Trotz all dieser eindeutigen Hinweise für eine wirtschaftliche Talfahrt hält die Bundesregierung an ihrem Optimismus fest. Finanzstaatssekretär Diller (SPD): »Nach allem gibt es keinen Anlass, die konjunkturelle Entwicklung schwarz zu malen.« Der Vorwurf der Schwarzmalerei wird von der hegemonialen Schicht der politischen Klasse stets erhoben, um eine öffentliche Debatte über die Ausgestaltung der Wirtschafts- und Finanzpolitik zu unterbinden. Fakt ist: Für das zweite Quartal 2001 erwarten die meisten Experten ein Nullwachstum und angesichts dieser Stagnation ist das Ziel von ca. 2% Zuwachs des BIP nicht zu erreichen. Auch die schon unter der Regierung Kohl propagierte Formel von der Wachstums- oder Konjunkturdelle wurde wieder ausgemottet.

Schröders Benchmark

Die rot-grüne Regierungskoalition hat noch ein Jahr Zeit, um ihr zentrales Versprechen einzulösen.
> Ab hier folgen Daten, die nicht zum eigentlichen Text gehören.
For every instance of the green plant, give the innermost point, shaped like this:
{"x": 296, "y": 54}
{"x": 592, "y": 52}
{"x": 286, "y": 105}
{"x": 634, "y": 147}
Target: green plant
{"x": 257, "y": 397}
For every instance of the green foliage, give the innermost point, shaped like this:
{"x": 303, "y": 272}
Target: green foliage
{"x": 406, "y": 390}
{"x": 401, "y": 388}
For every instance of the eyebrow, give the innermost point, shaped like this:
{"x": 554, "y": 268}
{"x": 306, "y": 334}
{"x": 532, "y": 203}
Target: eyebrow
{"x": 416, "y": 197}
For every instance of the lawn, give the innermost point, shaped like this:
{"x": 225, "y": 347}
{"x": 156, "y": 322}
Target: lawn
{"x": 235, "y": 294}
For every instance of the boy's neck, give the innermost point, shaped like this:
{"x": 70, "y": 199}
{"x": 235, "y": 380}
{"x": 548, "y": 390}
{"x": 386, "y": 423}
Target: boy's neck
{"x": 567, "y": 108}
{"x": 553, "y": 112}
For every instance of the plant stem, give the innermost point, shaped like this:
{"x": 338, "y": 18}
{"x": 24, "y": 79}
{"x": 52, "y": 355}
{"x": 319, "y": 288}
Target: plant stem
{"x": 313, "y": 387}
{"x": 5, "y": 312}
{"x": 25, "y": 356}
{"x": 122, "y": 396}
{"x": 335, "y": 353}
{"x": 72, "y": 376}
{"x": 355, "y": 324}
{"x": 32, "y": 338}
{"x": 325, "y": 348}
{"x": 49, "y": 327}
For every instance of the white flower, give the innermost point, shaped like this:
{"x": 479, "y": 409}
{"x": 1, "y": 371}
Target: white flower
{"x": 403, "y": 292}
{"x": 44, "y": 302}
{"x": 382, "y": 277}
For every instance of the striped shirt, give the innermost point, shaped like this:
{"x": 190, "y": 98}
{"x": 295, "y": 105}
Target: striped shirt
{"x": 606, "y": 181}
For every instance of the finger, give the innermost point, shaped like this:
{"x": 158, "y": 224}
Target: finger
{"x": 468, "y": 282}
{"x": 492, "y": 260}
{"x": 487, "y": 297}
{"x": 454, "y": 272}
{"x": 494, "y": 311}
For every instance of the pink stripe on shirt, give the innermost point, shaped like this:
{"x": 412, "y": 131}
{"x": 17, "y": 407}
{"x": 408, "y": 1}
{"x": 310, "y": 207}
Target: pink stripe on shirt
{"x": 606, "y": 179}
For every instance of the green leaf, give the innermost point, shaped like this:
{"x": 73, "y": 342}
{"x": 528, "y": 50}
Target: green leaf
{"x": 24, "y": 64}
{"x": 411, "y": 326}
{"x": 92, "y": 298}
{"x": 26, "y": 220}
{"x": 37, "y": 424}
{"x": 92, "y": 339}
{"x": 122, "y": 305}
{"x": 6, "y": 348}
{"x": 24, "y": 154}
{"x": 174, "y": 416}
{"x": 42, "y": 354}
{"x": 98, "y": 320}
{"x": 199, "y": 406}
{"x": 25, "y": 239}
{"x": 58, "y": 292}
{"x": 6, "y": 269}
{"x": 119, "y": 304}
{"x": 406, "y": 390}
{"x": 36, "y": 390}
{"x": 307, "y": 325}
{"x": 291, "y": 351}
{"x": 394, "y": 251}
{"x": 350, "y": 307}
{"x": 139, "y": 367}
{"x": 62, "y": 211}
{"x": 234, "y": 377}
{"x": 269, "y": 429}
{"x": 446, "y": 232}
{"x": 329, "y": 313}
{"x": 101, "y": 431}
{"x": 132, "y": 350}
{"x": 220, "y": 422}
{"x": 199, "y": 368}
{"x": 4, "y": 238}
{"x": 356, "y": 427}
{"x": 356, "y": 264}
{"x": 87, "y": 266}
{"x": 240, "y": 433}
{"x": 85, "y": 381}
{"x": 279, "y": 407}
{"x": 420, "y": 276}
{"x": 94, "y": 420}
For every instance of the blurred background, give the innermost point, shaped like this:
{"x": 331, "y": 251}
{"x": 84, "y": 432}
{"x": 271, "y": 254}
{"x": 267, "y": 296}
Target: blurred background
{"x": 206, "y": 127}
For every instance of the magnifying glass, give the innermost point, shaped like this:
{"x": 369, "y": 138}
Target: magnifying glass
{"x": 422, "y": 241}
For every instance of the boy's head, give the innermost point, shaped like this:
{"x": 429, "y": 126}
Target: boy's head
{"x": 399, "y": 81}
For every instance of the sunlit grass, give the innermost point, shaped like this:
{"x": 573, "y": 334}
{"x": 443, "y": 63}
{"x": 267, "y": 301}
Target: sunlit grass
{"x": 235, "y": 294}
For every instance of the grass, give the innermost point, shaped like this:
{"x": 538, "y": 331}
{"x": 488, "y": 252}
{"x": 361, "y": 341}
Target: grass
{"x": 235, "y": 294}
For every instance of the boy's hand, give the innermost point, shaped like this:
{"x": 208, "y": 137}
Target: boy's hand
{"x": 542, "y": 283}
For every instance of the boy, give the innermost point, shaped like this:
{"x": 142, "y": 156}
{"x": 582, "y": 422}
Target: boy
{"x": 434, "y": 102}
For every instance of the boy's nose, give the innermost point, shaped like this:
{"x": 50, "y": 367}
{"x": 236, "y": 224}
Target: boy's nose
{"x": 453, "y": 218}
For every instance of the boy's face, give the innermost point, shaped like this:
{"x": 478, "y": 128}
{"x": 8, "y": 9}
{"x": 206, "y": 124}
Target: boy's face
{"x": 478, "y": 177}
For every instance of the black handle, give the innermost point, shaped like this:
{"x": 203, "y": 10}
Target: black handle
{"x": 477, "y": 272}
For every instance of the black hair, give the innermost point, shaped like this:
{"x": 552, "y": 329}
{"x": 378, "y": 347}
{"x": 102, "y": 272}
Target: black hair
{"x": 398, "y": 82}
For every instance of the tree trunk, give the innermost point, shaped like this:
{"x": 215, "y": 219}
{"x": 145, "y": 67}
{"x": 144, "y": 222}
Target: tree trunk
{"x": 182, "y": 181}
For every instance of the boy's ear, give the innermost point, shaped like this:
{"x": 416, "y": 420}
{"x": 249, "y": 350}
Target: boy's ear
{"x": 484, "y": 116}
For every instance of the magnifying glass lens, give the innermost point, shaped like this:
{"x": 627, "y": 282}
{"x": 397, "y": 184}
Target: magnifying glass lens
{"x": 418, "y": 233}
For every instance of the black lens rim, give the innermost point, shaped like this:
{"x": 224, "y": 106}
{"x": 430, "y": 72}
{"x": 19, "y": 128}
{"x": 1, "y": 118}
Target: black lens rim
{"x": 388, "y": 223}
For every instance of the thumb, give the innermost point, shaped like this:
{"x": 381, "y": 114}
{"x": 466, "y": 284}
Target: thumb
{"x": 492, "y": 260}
Die Arbeitslosigkeit solle »unter die Zahl von 3,5 Millionen« gedrückt werden, versprach Bundeskanzler Schröder; vor allem an dieser Zahl wolle er sich messen lassen. Zur Zeit liegt die Arbeitslosenzahl bei 3,8 Millionen und nach Einschätzung von Arbeitsmarktexperten deutet der leichte Anstieg der Arbeitslosigkeit im laufenden Jahr darauf hin, dass ohne außerordentliche Anstrengungen die Vorgabe des Kanzlers nicht zu erreichen ist. Vor allem Finanzminister Eichel will seine mühselig austarierten Sparhaushalte nicht aufweichen lassen: Für zusätzliche Konjunkturförderungen soll es sowenig Geld geben wie für eine Ausweitung der Arbeitsmarktförderung. In Erwartung eines fortgesetzten Konjunkturaufschwungs hat Eichel alle Zuschüsse für die Bundesanstalt für Arbeit zurückgefahren und wollte mit der Ausweitung des Aktionsradius des »aktivierenden Staates« die Leistungen für Lohnersatzzahlungen weiter verringern.
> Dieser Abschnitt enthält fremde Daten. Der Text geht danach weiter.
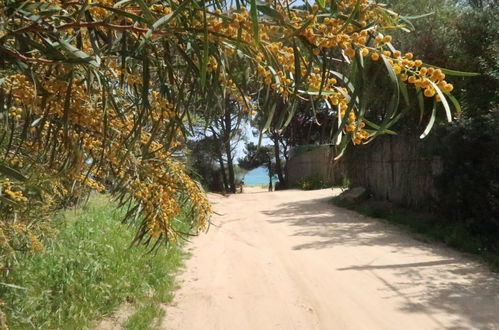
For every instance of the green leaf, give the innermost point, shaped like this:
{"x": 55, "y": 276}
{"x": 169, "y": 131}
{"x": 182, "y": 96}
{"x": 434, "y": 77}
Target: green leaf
{"x": 431, "y": 122}
{"x": 455, "y": 102}
{"x": 12, "y": 173}
{"x": 266, "y": 10}
{"x": 455, "y": 72}
{"x": 254, "y": 20}
{"x": 444, "y": 101}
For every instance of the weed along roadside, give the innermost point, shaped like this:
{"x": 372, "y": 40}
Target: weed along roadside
{"x": 426, "y": 226}
{"x": 88, "y": 271}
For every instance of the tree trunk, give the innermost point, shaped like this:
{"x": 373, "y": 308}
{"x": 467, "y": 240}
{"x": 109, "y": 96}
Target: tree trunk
{"x": 220, "y": 159}
{"x": 269, "y": 167}
{"x": 278, "y": 165}
{"x": 224, "y": 174}
{"x": 228, "y": 152}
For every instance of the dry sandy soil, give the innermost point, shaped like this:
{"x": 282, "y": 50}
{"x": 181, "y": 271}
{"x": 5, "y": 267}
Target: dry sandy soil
{"x": 292, "y": 260}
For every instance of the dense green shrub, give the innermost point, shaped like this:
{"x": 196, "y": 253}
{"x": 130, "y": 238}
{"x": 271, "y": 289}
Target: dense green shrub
{"x": 468, "y": 186}
{"x": 312, "y": 182}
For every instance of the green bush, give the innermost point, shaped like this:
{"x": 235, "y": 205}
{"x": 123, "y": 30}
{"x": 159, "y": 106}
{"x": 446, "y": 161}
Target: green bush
{"x": 87, "y": 272}
{"x": 468, "y": 187}
{"x": 312, "y": 182}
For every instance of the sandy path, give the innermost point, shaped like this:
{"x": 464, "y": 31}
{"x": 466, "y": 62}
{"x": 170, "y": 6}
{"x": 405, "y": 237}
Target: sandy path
{"x": 291, "y": 260}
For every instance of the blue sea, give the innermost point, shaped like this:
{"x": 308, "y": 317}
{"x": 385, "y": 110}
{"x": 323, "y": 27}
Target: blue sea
{"x": 259, "y": 175}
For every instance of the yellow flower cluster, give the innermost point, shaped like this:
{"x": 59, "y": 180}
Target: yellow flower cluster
{"x": 8, "y": 190}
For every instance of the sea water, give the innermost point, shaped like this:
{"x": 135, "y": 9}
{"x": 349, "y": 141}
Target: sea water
{"x": 259, "y": 175}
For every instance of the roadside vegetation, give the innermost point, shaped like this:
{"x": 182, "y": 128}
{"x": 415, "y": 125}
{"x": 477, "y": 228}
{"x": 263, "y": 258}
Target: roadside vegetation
{"x": 113, "y": 96}
{"x": 428, "y": 226}
{"x": 87, "y": 272}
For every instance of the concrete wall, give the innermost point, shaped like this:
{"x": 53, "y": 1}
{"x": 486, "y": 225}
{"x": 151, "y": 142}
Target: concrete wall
{"x": 392, "y": 168}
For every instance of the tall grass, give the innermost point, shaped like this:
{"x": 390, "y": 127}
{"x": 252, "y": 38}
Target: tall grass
{"x": 87, "y": 272}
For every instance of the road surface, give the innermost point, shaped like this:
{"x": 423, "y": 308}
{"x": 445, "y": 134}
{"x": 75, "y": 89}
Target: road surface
{"x": 292, "y": 260}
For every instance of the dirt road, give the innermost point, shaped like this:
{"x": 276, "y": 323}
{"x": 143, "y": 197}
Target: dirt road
{"x": 291, "y": 260}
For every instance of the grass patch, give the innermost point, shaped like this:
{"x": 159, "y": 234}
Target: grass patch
{"x": 87, "y": 272}
{"x": 429, "y": 227}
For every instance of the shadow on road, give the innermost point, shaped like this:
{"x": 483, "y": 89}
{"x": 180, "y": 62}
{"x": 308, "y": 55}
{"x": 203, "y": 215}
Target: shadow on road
{"x": 448, "y": 283}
Die bisherigen Effekte der Steuersenkungspolitik (Steuertarif, Kindergeld, Familienförderung) sind faktisch verpufft. Ihr Volumen dürfte im laufenden Jahr gut einen Prozentpunkt des nominalen Bruttoinlandsprodukts erreichen. Aber eine Ausweitung des privaten Verbrauchs kann es angesichts der überlieferten Verteilungsverhältnisse, der ausgeweiteten Belastung durch Sozialabgaben und der hohen Inflationsrate nicht geben. Von der Möglichkeit einer Konjunkturförderung durch ein Zukunftsinvestitionsprogramm ist die rot-grüne Regierung grundsätzlich abgerückt, so dass im Fall einer weiteren Beschleunigung der Abwärtsentwicklung allein durch das Vorziehen der nächsten Steuersenkungsschritte eine begrenzte Gegensteuerung erfolgen kann. Die Regierung hofft darauf, dass der Konjunkturmotor in den USA rasch wieder auf Touren kommt und somit eine eigenständige Anstrengung unterbleiben kann.
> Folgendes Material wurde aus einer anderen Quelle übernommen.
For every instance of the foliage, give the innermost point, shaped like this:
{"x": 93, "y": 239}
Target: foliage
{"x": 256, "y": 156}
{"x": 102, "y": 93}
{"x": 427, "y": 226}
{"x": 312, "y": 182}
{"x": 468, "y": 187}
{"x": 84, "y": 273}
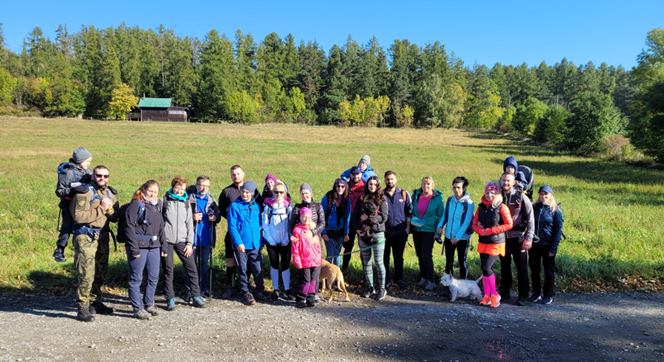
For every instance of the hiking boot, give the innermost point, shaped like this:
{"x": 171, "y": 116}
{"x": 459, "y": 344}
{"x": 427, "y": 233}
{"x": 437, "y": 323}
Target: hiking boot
{"x": 100, "y": 308}
{"x": 152, "y": 310}
{"x": 198, "y": 302}
{"x": 382, "y": 293}
{"x": 249, "y": 299}
{"x": 59, "y": 255}
{"x": 84, "y": 315}
{"x": 286, "y": 295}
{"x": 170, "y": 304}
{"x": 495, "y": 301}
{"x": 142, "y": 314}
{"x": 228, "y": 294}
{"x": 401, "y": 285}
{"x": 534, "y": 298}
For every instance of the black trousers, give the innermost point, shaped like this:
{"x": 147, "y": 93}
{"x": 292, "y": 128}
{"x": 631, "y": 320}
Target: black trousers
{"x": 395, "y": 242}
{"x": 189, "y": 265}
{"x": 461, "y": 248}
{"x": 514, "y": 250}
{"x": 539, "y": 254}
{"x": 424, "y": 249}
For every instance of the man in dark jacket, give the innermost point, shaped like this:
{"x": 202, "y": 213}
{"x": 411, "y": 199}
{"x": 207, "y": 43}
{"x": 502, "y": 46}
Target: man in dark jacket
{"x": 92, "y": 209}
{"x": 226, "y": 198}
{"x": 397, "y": 227}
{"x": 71, "y": 174}
{"x": 519, "y": 239}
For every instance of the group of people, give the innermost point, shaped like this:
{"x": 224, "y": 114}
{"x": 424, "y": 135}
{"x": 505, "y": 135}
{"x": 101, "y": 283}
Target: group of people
{"x": 184, "y": 219}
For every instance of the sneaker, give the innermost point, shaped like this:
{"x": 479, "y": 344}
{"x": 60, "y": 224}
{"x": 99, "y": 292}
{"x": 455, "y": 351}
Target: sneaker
{"x": 401, "y": 285}
{"x": 170, "y": 304}
{"x": 59, "y": 256}
{"x": 286, "y": 295}
{"x": 198, "y": 302}
{"x": 142, "y": 314}
{"x": 228, "y": 294}
{"x": 249, "y": 299}
{"x": 100, "y": 308}
{"x": 534, "y": 298}
{"x": 84, "y": 315}
{"x": 152, "y": 310}
{"x": 382, "y": 293}
{"x": 495, "y": 301}
{"x": 369, "y": 292}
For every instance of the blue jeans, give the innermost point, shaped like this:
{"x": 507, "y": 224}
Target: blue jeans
{"x": 333, "y": 250}
{"x": 148, "y": 258}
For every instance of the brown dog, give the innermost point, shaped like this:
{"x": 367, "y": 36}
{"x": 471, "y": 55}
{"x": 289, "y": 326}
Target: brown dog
{"x": 333, "y": 275}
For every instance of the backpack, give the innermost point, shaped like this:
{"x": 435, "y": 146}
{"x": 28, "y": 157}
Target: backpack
{"x": 469, "y": 230}
{"x": 142, "y": 218}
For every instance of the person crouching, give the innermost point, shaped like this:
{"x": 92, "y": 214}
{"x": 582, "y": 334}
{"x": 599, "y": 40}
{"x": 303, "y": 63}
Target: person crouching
{"x": 306, "y": 257}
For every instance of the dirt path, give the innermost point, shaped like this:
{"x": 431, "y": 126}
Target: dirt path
{"x": 575, "y": 328}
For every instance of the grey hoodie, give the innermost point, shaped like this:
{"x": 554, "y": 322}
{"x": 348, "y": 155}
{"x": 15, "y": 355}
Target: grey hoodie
{"x": 178, "y": 221}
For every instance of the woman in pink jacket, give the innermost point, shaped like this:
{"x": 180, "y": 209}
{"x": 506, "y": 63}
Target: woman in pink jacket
{"x": 307, "y": 256}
US-Wirtschaft vor einer Rezession?

Der langjährige Wirtschaftsboom in den USA in den 90er Jahren ist vor allem durch die Binnennachfrage und - deutlich geringer - durch eine Expansion der Investitionen getragen worden. Die privaten Konsumausgaben sind von 1992-2000 weitaus stärker gestiegen als die Einkommen der privaten Haushalte: Während die verfügbaren Einkommen um 47% stiegen, nahm der private Konsum um 61% zu. Die Folge: die Sparquote der privaten Haushalte ging von +8,7% auf -1,2% im ersten Quartal zurück.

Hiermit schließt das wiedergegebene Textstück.